Federico II di Svevia affidò la contea di Montescaglioso a Manfredi.
Nel periodo degli Angioini e degli Aragonesi fu data a vari feudatari.
Quindi fu feudo dei d’Avalos, degli Orsini, dei Loffredo, dei Grillo, dei Cattaneo.
L’Abbazia di Sant’Angelo fu convento benedettino citato già nel 1079; campanile a torre ed alta cupola; fu eretto per volere di Carlo II d’Angiò e risistemato nel 1484; complesso di tre piani con due chiostri; affreschi nella biblioteca; nel primo chiostro ha sede il Museo d’Arte Contadina e la Collezione Etnografica; sotto gli edifici dell’Abbazia si trovano molte gallerie; annessa all’Abbazia, la chiesa d San Michele Arcangelo con alta cupola cilindrica, campanile con bifore.

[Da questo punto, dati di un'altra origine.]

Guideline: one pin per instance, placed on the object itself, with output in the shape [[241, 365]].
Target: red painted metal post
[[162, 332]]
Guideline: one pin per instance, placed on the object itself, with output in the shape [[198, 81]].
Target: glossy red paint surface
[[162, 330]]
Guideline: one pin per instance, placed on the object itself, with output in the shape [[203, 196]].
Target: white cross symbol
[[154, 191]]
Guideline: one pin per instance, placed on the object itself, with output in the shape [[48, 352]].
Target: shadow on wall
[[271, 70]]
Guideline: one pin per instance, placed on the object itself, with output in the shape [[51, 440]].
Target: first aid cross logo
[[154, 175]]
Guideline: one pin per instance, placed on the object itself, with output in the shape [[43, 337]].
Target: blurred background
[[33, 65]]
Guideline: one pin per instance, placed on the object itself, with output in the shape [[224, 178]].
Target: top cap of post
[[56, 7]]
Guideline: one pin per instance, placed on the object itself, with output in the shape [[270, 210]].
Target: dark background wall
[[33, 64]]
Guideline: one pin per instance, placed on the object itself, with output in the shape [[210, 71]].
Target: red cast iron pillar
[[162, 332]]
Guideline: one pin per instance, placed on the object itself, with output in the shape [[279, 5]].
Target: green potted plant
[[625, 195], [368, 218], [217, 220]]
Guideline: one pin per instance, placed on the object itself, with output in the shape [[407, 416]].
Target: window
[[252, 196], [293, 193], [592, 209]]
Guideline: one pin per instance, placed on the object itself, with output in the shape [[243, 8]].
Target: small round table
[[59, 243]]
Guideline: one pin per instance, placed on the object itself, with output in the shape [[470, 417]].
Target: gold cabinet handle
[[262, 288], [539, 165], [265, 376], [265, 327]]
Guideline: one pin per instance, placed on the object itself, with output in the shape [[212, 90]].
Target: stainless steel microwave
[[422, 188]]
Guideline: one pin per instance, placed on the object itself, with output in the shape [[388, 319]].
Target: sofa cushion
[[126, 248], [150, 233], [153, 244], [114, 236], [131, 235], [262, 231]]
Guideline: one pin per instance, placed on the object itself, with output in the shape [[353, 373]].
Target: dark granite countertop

La Chiesa Matrice è intitolata ai SS. Pietro e Paolo.
Il martedì grasso si svolge il “Carnevale” dove all’inizio della giornata gruppi di giovani annunciano la festa con campanacci; quindi il vecchio Carnevale, sopra un asino, gira per le vie del paese in compagnia della moglie Quaremm (quaresima) che porta in braccio “u piccinin” (pupazzo di neonato); quattro “sgherri” li precedono bussando alle case per chiedere doni, chi rifiuta dovrà vedersela con la “parca” (la morte) che trascina una corda ed un fuso.
Il venerdì Santo si svolge la “Processione dei Misteri”, corteo penitenziale (otto ore) aperto dai “mamuni” (crociferi incappucciati con corone di spine e grosse funi al collo), quindi seguono le confraternite e le sei statue (molto pesanti) portate a spalla della Passione di Gesù.
Il 20 agosto si svolge la “Festa di San Rocco” processione con cavalli che portano il clero e trascinano un carro trionfale.